Миша пытался не засмеяться, изображая кашель.
– Мы заговаривали его, пели и водили хороводы, пытаясь напитать его своим счастьем, – вновь засмущалась она. – Как нас учили матери, а их-их матери.
Я не Миша. И к таким вещам отношусь серьёзно. До сих пор помню историю старухи Папендук, из тупика гончаров, что в Староместе. Её внучка, солнышко пятилетнее, извернулась из объятий бабушки и выбежала под ноги дочки богатейшего на тот момент человека города.

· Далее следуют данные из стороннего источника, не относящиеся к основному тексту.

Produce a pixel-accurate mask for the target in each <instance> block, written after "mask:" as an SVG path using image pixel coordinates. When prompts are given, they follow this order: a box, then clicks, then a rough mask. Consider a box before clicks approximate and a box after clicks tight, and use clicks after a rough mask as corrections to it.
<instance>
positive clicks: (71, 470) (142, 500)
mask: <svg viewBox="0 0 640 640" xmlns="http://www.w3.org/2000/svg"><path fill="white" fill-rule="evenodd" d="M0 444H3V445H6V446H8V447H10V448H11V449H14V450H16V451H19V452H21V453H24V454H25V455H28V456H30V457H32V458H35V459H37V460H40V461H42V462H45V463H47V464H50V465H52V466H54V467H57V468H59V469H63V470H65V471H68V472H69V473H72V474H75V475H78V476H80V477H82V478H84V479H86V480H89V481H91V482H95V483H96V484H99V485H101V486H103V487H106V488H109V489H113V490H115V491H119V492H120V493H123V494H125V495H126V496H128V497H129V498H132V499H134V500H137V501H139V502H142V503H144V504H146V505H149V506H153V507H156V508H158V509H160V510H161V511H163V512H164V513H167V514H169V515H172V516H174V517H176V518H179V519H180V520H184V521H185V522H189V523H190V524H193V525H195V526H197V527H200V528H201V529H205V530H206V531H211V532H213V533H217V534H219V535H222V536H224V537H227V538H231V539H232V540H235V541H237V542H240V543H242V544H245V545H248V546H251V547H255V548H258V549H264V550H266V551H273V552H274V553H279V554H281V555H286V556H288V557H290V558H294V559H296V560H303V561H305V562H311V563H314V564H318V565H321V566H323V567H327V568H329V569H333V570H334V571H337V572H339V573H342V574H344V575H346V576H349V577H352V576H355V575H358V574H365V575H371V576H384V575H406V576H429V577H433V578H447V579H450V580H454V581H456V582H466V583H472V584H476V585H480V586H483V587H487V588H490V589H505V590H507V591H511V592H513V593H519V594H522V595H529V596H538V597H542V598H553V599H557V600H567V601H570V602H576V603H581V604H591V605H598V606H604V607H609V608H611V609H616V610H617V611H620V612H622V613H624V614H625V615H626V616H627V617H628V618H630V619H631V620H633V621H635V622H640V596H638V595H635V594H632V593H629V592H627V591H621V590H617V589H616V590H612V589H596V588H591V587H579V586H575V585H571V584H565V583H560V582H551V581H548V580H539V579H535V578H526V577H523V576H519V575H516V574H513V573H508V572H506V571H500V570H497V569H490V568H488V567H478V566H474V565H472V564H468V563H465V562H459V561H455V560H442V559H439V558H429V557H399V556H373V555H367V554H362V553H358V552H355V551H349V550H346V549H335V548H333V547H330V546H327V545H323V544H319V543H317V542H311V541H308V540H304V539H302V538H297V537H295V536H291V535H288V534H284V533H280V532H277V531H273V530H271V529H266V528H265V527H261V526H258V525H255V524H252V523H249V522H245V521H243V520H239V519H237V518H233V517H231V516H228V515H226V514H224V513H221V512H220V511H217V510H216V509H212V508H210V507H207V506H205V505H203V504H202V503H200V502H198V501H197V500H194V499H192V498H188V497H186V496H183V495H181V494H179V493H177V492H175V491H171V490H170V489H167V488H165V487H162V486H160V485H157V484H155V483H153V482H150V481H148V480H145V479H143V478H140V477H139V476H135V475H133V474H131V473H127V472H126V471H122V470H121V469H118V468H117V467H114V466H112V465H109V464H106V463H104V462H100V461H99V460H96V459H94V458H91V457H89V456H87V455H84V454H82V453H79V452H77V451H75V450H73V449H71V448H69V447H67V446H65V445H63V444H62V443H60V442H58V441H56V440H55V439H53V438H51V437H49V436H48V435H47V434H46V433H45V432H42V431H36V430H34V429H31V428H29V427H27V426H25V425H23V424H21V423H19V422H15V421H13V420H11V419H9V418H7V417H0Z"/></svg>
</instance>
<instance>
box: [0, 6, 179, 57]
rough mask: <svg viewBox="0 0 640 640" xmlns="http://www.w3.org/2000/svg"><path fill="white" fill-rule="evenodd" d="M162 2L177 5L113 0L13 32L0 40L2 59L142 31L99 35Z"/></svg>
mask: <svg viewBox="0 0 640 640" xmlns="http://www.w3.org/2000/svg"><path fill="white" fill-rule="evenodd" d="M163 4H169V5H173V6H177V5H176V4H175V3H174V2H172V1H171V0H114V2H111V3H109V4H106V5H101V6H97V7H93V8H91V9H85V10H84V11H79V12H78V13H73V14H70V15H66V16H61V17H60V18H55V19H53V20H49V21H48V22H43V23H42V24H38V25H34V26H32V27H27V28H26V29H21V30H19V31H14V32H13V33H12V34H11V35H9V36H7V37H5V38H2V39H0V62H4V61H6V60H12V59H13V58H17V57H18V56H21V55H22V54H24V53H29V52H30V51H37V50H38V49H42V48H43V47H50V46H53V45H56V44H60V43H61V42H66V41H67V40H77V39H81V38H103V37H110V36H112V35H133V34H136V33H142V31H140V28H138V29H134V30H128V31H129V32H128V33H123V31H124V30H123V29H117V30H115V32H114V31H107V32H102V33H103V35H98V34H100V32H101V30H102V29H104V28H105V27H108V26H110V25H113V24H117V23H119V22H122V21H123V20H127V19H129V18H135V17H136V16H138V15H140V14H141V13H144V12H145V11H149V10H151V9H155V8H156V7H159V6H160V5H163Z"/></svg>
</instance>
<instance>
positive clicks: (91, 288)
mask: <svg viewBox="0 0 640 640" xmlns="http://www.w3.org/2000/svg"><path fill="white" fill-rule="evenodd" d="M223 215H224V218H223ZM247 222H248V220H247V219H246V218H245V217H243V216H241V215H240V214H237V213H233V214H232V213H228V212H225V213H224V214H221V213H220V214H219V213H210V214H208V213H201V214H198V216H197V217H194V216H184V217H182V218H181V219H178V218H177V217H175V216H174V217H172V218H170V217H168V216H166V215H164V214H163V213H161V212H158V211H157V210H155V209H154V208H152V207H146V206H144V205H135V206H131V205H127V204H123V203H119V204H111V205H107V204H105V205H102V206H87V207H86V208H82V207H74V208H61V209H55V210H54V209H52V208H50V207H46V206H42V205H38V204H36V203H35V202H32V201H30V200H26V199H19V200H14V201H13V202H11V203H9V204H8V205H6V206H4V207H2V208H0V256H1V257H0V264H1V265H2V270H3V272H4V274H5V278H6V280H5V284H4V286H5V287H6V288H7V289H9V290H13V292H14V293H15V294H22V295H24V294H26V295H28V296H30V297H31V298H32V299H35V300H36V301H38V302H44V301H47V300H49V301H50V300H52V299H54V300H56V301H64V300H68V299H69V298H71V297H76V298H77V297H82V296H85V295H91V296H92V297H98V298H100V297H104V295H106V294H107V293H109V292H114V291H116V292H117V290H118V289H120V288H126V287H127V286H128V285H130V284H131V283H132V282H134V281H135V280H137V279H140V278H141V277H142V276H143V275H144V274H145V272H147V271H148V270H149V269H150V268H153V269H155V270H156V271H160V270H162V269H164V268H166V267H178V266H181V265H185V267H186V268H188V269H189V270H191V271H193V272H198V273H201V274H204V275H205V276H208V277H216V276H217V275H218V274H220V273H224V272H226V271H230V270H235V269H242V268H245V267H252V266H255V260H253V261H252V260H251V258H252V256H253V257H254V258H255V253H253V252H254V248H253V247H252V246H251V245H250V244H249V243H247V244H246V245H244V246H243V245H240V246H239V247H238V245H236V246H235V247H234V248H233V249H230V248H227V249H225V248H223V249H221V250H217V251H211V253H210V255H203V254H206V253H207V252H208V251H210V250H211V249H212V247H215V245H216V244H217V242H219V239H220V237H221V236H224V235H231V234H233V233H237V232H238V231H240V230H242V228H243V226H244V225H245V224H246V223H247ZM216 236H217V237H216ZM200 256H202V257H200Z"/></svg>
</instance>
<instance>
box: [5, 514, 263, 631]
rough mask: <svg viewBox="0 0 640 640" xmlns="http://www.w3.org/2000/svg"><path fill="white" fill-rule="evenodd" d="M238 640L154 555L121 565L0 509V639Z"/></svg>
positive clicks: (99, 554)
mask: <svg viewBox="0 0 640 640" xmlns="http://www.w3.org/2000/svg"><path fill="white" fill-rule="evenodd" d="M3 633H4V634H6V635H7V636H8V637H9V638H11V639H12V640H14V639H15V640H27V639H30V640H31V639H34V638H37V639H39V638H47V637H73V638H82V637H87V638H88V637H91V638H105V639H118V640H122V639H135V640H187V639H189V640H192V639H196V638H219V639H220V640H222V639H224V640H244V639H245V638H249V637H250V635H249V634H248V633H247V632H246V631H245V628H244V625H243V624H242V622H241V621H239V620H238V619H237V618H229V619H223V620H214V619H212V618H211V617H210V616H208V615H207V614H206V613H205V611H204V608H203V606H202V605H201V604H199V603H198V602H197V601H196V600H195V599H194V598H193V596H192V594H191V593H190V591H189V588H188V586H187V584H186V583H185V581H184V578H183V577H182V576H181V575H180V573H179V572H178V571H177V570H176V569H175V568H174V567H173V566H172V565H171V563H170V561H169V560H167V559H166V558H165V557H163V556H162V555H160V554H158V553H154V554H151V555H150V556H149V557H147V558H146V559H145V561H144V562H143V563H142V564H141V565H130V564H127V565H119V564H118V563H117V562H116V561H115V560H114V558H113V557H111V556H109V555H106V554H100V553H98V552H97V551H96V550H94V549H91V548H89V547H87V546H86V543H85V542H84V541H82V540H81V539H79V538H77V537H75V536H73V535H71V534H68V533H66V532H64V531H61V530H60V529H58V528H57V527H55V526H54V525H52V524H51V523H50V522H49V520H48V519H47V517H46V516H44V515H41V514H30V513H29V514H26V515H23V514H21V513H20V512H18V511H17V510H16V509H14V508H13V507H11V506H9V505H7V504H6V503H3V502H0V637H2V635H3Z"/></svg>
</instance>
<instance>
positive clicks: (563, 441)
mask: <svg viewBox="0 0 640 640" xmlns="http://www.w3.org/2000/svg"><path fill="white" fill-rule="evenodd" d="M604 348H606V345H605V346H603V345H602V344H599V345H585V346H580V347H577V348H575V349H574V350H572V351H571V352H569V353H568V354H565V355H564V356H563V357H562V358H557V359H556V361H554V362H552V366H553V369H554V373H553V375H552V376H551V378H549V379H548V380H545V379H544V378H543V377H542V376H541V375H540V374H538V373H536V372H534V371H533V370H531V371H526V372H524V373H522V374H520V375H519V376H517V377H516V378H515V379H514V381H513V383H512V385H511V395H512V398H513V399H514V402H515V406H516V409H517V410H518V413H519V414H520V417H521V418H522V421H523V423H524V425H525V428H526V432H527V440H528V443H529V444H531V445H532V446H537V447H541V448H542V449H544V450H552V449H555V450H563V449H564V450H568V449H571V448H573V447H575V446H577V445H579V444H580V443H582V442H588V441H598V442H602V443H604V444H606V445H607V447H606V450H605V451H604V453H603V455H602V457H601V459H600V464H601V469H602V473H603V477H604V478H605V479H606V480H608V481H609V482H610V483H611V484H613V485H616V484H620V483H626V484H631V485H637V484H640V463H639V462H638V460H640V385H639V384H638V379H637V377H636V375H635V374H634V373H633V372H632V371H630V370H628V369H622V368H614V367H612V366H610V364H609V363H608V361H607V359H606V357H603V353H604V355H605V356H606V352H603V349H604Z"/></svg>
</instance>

Сбив свою ровесницу с ног. Та заплакала... По приказу родителей, солнышко зарубили на месте! Последнее, что осталось у старушки в жизни. Последнее... Чума унесла остальное ещё раньше. Я стоял в сторонке и смотрел. Мне было девять.
И тогда она прокляла. Так прокляла, что эту историю запретили печатать в газетах, вычеркнув из истории города. Ни капли силы не было использовано! Одни слова, старой, беззубой старухи:
– Пусть же вас настигнет кара небесная, в стократ ужаснее настигшей меня, – сказала она, прежде чем умереть от остановки сердца.
Кто воспримет такое серьёзно? Вот и они пропустили мимо ушей. А зря! На следующий день, из особняка семьи, не вышел никто. Стражники, зашедшие внутрь, выбежали оттуда – белые, как мел. Будто сама смерть гналась за ними. Дом, в котором стены, пол и потолок были залиты кровью, сожгли. Тел не было... Никто не найден и по сей день. Такая она – сила женской молитвы, которую не стоит недооценивать! Сила любви.